We then tested the hypothesis that rare coding and splice-site mutations contribute to inter-individual variability in plasma lipid concentrations in the population. We contributed to the design of a new, rare-variant genotyping array based on the sequences of the protein-coding regions of ~18,500 genes ("the exome") in >12,000 individuals. This genotyping array ("the Exome Chip") includes approximately 250,000 non-synonymous and splice-site mutations and is estimated to capture nearly all such variation with a >1:1000 allele frequency in the European population. We obtained Exome Chip genotype data in >130,000 individuals from 58 studies. Within each study, we tested the association of plasma lipids with individual rare variants. To combine statistical evidence across studies, we performed meta-analysis. Top results for each trait replicated established associations in the genes APOE, CETP, and APOA5 for LDL-C, HDL-C, and TG, respectively. We identified 11 new genes associated with plasma lipid levels: ABCA6 with LDL-C (C1359R, frequency = 1:100, effect=+8.2 mg/dl, P=9.7 x 10-32, SERPINA with LDL-C (E366K, frequency = 2:100, effect = +3.1 mg/dl, P=2.3 x 10-7), REST with LDL-C (R645W, frequency = 6:10000, effect = +13.7 mg/dl, P=5.0 x 10-7), FBLN1 with LDL-C (H695R, frequency = 2:100, effect = -2.7 mg/dl, P=5.3 x 10-7), CCDC117 with LDL-C (T232I, frequency = 9:1000, effect = -4.3 mg/dl, P=7.3 x 10-7), TMED6 with HDL-C (F6L, frequency = 4:100, effect = -0.8 mg/dl, P=4.4 x 10-9), CDC25A with HDL-C (Q24H, frequency = 3:100, effect = -1.0 mg/dl, P=8.4 x 10-8), MAP1A (P2349L, frequency = 3:100) with HDL-C (effect= -1.4mg/dl, P=3.9 x 10-14) and TG (effect=+8.4mg/dl, P=3.2 x 10-26), PRRC2A with TG (S1219Y, frequency = 2:100, effect = +6.6 mg/dl, P=4.6 x 10-17), COL18A1 with TG (V125I, frequency = 1:1000, effect = +18.0 mg/dl, P=1.3 x 10-7), and EDEM3 with TG (P746S, frequency = 1:100, effect = -5.4 mg/dl, P=2.4 x 10-7).

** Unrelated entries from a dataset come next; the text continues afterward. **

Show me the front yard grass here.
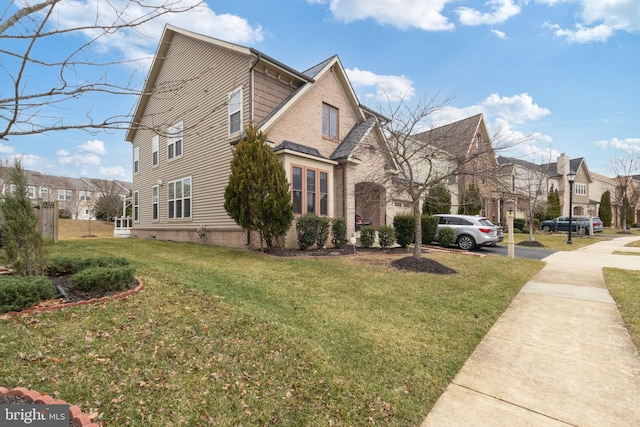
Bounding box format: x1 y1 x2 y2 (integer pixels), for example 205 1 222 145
604 268 640 349
0 239 543 426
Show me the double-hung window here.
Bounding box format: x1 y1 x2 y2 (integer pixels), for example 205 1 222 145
133 146 140 174
167 177 191 219
133 190 140 222
291 166 329 216
167 122 183 160
322 104 338 139
151 185 159 221
229 88 242 135
151 135 160 166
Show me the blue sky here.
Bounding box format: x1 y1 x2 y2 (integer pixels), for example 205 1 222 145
5 0 640 180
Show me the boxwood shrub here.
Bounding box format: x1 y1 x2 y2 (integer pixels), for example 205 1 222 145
0 276 54 313
71 266 134 292
360 225 376 248
378 225 396 248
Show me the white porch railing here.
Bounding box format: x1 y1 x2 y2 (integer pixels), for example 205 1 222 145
113 216 133 237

In addition, at some genes previously known to affect lipids, we identified new associations for variants: APOC3 (R19Stop, frequency = 3:10,000) with HDL (effect=+11mg/dl, P=9.9 x 10-12) and with TG (effect=-65.9mg/dl, P=5.8 x 10-23); (splicesite IVS2+1 G>A, frequency = 2:1000) with HDL (effect=+10.6mg/dl, P=3.5 x 10-42) and with TG (effect=-65.2mg/dl, P=2.0 x 10-81). Using the Exome Chip rare variant genotyping array, we have discovered several new genes and variants associated with plasma lipids.